With the input of members of a Chief Investment Officer (CIO) Advisory Council, an Academic Advisory Council and an Industry Advisory Council, the center seeks to identify topics that are under-researched, but of high importance to asset owners, and conduct independent academic research on them. Researchers affiliated with the Kroner Center are working on addressing questions like if environmental, social and governance (ESG) investing can be good for both the planet and investment returns at the same time. Another research project in 2021 focused on whether activist investing has a quantifiable impact on the environment. Researchers found that large corporate shareholders who actively encourage changes toward sustainable practices do tend to influence corporate behavior.

“High-quality, independent research on the major concerns facing CIOs historically has not been available to pension funds, prior to the creation of the center,” said Melvin. “CIOs are turning to the Kroner Center to answer questions at the intersection of science, society and investment returns. It is our belief that every worker deserves to live with confidence that their hard-earned savings will support a full retirement. We carry out our work knowing it affects the livelihoods and financial security of millions of real people.”

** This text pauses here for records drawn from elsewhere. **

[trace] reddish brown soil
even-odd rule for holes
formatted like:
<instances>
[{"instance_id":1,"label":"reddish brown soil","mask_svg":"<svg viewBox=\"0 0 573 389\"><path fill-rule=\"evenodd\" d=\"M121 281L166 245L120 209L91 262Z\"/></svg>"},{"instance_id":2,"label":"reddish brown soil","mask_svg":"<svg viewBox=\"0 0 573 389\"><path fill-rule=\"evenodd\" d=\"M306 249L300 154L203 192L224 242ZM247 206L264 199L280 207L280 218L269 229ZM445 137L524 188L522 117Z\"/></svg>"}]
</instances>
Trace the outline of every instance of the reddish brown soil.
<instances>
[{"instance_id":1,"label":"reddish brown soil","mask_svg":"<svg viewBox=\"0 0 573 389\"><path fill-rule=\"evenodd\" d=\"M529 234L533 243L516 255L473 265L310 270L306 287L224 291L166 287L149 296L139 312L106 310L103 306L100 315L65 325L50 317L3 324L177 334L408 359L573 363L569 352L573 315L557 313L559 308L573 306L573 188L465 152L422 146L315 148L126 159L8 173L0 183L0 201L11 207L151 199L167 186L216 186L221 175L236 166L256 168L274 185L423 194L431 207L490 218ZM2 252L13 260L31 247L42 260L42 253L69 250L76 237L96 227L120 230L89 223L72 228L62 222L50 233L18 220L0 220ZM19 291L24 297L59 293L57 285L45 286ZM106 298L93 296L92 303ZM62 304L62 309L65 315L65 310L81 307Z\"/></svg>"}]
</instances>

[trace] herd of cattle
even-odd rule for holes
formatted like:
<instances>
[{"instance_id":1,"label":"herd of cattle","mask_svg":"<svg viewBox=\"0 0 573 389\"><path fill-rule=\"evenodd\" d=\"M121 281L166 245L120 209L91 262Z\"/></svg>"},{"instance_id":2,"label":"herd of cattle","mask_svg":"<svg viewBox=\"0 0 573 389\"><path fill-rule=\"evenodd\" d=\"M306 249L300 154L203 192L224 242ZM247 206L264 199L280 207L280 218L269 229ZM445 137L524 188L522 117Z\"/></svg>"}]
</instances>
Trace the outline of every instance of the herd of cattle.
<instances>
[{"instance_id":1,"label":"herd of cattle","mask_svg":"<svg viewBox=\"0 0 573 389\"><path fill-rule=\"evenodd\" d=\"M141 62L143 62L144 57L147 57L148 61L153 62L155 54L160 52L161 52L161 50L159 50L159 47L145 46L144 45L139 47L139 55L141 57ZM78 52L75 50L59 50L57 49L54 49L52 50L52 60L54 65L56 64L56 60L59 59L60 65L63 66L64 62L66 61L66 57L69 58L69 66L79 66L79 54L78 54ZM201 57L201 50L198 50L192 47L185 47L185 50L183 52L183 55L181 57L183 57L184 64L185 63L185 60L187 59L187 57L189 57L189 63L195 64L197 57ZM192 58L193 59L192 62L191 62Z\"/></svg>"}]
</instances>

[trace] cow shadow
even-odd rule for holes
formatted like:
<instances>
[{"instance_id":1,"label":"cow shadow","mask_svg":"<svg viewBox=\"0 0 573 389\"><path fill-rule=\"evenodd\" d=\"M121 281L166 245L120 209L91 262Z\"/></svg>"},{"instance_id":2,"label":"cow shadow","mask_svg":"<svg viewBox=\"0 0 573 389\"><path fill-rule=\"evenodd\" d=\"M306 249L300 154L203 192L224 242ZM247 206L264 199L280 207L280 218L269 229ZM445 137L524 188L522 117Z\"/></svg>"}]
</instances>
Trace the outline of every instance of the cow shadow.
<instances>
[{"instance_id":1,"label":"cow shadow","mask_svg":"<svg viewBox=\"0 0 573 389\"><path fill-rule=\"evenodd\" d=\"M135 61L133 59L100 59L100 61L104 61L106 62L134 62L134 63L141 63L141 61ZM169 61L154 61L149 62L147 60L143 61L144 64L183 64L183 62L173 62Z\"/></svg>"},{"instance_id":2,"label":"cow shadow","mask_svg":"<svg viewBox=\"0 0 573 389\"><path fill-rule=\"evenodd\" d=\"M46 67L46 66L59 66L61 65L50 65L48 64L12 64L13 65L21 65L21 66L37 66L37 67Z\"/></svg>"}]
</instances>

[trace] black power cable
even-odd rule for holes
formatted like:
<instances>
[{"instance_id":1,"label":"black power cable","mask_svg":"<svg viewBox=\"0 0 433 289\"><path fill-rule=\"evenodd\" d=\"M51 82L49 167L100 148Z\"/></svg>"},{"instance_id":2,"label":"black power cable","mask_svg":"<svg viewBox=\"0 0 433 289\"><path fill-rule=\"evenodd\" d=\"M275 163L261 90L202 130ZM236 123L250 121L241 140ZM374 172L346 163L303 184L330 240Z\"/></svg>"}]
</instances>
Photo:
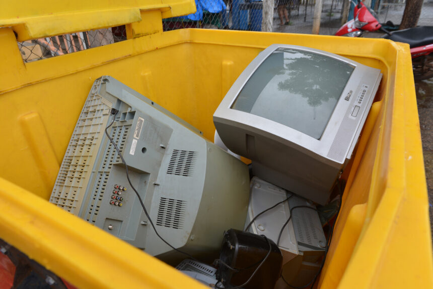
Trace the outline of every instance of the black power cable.
<instances>
[{"instance_id":1,"label":"black power cable","mask_svg":"<svg viewBox=\"0 0 433 289\"><path fill-rule=\"evenodd\" d=\"M110 111L110 113L113 115L113 120L111 121L111 123L110 123L110 125L109 125L108 126L107 126L106 128L105 128L105 134L107 135L107 137L108 138L108 139L110 140L110 141L111 142L111 143L114 146L114 148L115 148L116 150L117 151L117 153L119 154L119 156L120 157L120 159L122 160L122 162L125 165L125 169L126 171L126 179L128 179L128 183L129 183L129 186L131 186L131 188L132 189L132 190L134 191L134 192L135 192L135 194L137 195L137 197L138 199L138 201L139 201L139 202L140 202L140 204L141 205L141 207L142 207L142 208L143 208L143 211L145 211L145 214L146 214L146 217L147 217L148 219L149 220L149 222L152 225L152 227L153 228L154 230L155 230L155 234L157 235L157 236L158 236L158 237L159 237L159 238L163 242L164 242L165 244L168 245L170 248L171 248L173 250L175 250L175 251L177 251L180 253L186 255L186 256L187 256L189 258L192 259L194 261L196 261L197 262L199 262L196 259L195 259L193 257L192 257L191 255L188 254L186 252L181 251L181 250L179 250L178 249L174 247L173 246L172 246L170 243L169 243L165 240L164 240L164 239L163 238L162 238L160 235L159 235L158 231L157 230L157 228L156 228L156 227L155 227L155 225L154 224L154 222L152 221L152 219L151 219L151 216L149 215L149 214L148 213L148 210L146 209L146 207L145 206L145 204L143 203L143 200L141 199L141 197L140 197L139 194L138 194L138 192L137 192L137 190L135 189L135 188L132 185L132 182L131 182L131 180L129 179L129 171L128 170L128 165L126 164L126 162L125 161L125 159L123 158L123 156L122 155L122 154L120 153L120 150L119 149L119 148L117 146L117 145L116 144L115 142L114 142L114 141L113 140L113 139L111 138L111 137L110 137L109 136L109 135L108 134L108 132L107 131L108 129L111 126L113 125L113 123L114 123L114 121L116 119L116 115L117 114L117 112L119 112L118 110L116 109L115 108L111 108L111 111Z\"/></svg>"},{"instance_id":2,"label":"black power cable","mask_svg":"<svg viewBox=\"0 0 433 289\"><path fill-rule=\"evenodd\" d=\"M285 200L284 200L283 201L281 201L281 202L278 202L278 203L277 203L276 204L275 204L275 205L273 205L273 206L272 206L272 207L270 207L270 208L268 208L267 209L266 209L266 210L265 210L264 211L263 211L262 212L261 212L259 213L258 214L257 214L257 216L256 216L255 217L254 217L253 218L253 219L252 219L252 220L251 220L251 222L250 222L250 223L249 223L249 224L248 224L248 225L246 226L246 227L245 227L245 229L244 229L244 232L246 232L248 231L248 228L251 226L251 225L252 224L252 223L254 222L254 221L255 221L255 220L256 220L256 219L257 218L258 218L259 217L260 217L262 214L264 214L264 213L266 213L266 212L267 212L267 211L269 211L269 210L271 210L271 209L273 209L274 208L275 208L275 207L276 207L277 206L278 206L278 205L279 205L280 204L282 204L283 203L284 203L284 202L285 202L286 201L288 200L289 199L290 199L291 198L292 198L292 196L293 196L293 194L292 194L292 195L291 195L290 196L289 196L288 197L287 197L287 198L286 198L286 199L285 199Z\"/></svg>"},{"instance_id":3,"label":"black power cable","mask_svg":"<svg viewBox=\"0 0 433 289\"><path fill-rule=\"evenodd\" d=\"M343 198L343 192L342 189L341 188L341 183L340 182L337 182L337 186L338 187L338 189L340 191L340 206L338 208L338 211L335 214L335 221L334 222L334 224L332 225L332 227L331 228L331 232L329 234L329 238L328 239L328 242L326 244L326 248L325 249L325 254L323 256L323 259L322 260L322 263L320 264L320 267L319 268L317 273L316 273L316 275L314 275L314 277L313 278L313 279L311 280L311 281L309 282L306 285L304 285L304 286L302 286L300 287L294 286L293 285L291 285L290 284L289 284L288 282L286 281L286 280L284 278L284 277L283 277L282 274L281 274L281 277L282 278L283 281L284 281L285 283L287 284L287 285L290 287L295 288L295 289L303 289L304 288L306 288L307 287L308 287L311 285L311 288L313 288L314 286L314 283L316 283L316 280L317 279L317 277L319 276L319 274L320 274L320 272L322 271L322 269L323 269L323 266L325 265L325 261L326 260L326 256L328 254L328 251L329 250L329 247L331 245L331 241L332 240L332 236L333 235L334 233L334 227L335 226L335 223L337 222L337 219L338 218L338 214L339 214L340 211L341 210L341 203ZM296 207L294 207L293 208L295 208ZM291 213L291 216L292 216L292 213Z\"/></svg>"}]
</instances>

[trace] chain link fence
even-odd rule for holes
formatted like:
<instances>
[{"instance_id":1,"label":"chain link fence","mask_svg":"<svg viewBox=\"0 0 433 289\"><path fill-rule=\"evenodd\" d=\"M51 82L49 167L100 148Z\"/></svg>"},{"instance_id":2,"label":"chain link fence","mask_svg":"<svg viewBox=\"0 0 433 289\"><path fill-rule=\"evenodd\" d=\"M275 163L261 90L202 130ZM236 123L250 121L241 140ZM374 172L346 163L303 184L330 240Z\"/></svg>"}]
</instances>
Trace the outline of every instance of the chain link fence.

The gift will help to expand the important efforts of the center, said Kroner Center co-director Graham Elliott, professor of economics in the UC San Diego School of Social Sciences. “Building links between academia and decision-makers in the pension fund sector improves both the focus of academic research on relevant questions and also the availability of quality research and its dissemination to the pension fund industry. This leads to better decisions, and better decisions affect the futures of hard-working people,” Elliott said. “This gift will allow this collaboration to grow and for the ties between academia and the asset management industry to deepen.”

A personal impetus to give back

Kroner leads the global equity investment management firm Pluribus Labs, which he built to capitalize on the intersection of economics, finance, data science and algorithms. Previously, he was senior managing director at BlackRock, where he was the head of multi-asset strategies and scientific active equities. He served on BlackRock’s global executive and global operating committees. Prior to BlackRock, Kroner worked at Barclays Global Investors (BGI), which was acquired by BlackRock in 2009. At BGI, he oversaw asset allocation, hedge funds and client solutions businesses.

He began his career as an economics and finance professor at the University of Arizona. Soon after, he moved to the private sector. Kroner recounts a pivotal conversation with his father, which for him underscored the need for an academic research center focused on asset management. When Kroner’s father shared his best performing retirement investment with his son, Kroner was surprised to discover that it was a fund that he managed.

“I told my dad, ‘That’s my fund! I manage that fund,’” said Kroner. “And in that moment, I realized that I wasn’t just managing funds for a company. I was managing the savings of individuals – like my dad, who had worked hard as a firefighter. I quickly realized we need to get this right and I knew that if academia didn’t address questions that come up related to investing, then commercial interests would prevail. The Kroner Center for Financial Research is working to solve problems that truly matter for the individual end-user.”

Kroner has a B.Sc. in mathematics and economics from the University of Alberta and a doctorate in economics from UC San Diego. He serves or has served on several corporate, academic and foundation boards as well as academic journal editorial boards. His research on forecasting volatility and asset returns has been widely published in both academic and practitioner journals.